Les biens communs composant l’actif de la masse partageable doivent être évalués lors de la liquidation de la communauté suite à un divorce afin d’établir la valeur des droits respectifs des copartageants. En principe la date d’évaluation correspond à la date du partage (Cour de cassation, chambre civile 20 novembre 1940).

Tous les partages sont en principe rescindables pour cause de lésion. En effet, le copartageant qui a subi une lésion de plus du quart peut en effet demander la rescision du partage. Plusieurs conditions sont toutefois requises.

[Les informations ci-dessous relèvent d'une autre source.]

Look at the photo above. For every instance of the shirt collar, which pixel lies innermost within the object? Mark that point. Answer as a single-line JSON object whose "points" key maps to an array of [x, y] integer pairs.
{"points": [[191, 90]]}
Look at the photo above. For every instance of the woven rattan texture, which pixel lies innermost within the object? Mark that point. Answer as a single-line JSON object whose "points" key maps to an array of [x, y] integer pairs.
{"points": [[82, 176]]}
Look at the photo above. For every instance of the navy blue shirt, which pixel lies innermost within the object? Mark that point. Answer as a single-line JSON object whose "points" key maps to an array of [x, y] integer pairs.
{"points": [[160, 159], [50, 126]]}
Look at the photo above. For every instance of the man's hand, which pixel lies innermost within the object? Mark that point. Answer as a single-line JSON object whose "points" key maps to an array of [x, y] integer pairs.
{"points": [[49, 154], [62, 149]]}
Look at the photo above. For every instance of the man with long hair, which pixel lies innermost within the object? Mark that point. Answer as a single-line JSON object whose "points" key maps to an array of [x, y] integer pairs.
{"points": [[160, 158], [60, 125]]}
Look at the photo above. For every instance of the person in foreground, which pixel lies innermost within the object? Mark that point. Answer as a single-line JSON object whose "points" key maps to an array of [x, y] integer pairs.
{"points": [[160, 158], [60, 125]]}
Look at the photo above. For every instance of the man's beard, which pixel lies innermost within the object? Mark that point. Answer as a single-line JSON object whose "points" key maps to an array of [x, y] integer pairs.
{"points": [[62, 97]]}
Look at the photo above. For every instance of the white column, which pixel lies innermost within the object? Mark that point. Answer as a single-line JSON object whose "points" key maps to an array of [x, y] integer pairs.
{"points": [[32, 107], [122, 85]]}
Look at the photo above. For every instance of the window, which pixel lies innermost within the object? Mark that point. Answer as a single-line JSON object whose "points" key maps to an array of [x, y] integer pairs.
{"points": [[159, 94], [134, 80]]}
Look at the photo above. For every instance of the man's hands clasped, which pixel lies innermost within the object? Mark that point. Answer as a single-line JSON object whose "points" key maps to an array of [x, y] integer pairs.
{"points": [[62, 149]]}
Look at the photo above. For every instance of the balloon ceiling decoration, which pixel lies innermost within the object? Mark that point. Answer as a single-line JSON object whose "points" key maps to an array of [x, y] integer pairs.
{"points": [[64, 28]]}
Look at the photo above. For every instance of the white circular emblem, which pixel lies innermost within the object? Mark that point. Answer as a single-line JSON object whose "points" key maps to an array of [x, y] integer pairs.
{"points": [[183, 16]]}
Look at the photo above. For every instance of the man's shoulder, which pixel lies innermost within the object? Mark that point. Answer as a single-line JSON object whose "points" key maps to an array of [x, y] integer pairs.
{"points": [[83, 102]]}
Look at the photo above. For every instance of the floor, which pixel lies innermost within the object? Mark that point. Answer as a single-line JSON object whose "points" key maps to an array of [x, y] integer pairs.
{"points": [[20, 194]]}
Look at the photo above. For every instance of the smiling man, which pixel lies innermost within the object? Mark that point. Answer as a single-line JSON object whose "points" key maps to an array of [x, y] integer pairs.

Pour qu'il y ait lésion, il faut tout d'abord une évaluation inexacte des biens. La lésion est prise en considération qu'elle soit le résultat d'une erreur involontaire ou bien qu'elle provienne d'une fraude dans l'estimation des biens. La lésion constitue donc en elle-même une cause de rescision du partage indépendante de tout vice du consentement (Cass. 1re civ., 19 octobre 1960).

Enfin, la lésion n'est cause de rescision du partage que si elle représente plus d’1/4 de la valeur vénale de la masse. C'est à la date du partage que doivent être estimés les biens partagés pour le calcul de la lésion (article 889 du cde civil). En cas de litige, le juge a un pouvoir souverain pour évaluer les biens à partager en les estimant selon leur état et leur valeur au jour du partage (Cour de cassation, 1re civ., 7 avril 1998).

La charge de la preuve de la lésion repose sur le demandeur. Tous les moyens de preuve sont admissibles. Le juge peut, le cas échéant, ordonner une expertise pour vérifier la lésion alléguée par le demandeur. Il n'est toutefois pas lié par le rapport de l'expert et reste souverain pour apprécier la lésion ou non de plus du quart (Cass. Civ., 19 oct. 1960).

Il est à noter que l'action en rescision pour lésion se prescrit par 5 ans (article 1304 du Code civil). Ce délai court à compter du jour où été conclu l'acte lésionnaire et non du jour de la découverte du vice qui entache l'acte (Cass. Civ., 23 février 1921).

Enfin, certains actes faisant cesser l'indivision ne sont toutefois pas sujet à rescision pour lésion. La cour de cassation a ainsi rejeté l'action en rescision en cas de divorce sur requête conjointe en raison du caractère indissociable du prononcé du divorce et de l'homologation judiciaire de la convention (Cour de cassation. 2e civ., 6 mai 1987 n° 86-10.107).

Aujourd’hui, l'époux copartageant ayant subi une lésion de plus du quart dans le partage de la communauté dispose d'une action en complément de part dans les conditions des articles 889 à 891 du Code Civil, issus de la loi du 23 juin 2006, qui se substitue à l'ancienne rescision pour lésion dans le partage (article 887 ancien du code civil). Pour apprécier s'il y a eu lésion, les objets sont toujours estimés suivant leur valeur à l'époque du partage. Et "l'action en complément de part se prescrit par deux ans à compter du partage" (article 889, al. 2 du code civil). En outre, cette action n’est pas ouverte dans le cas où la convention de liquidation-partage a été homologuée par le juge du divorce.

Aucun autre recours ne tendrait à s’y substituer.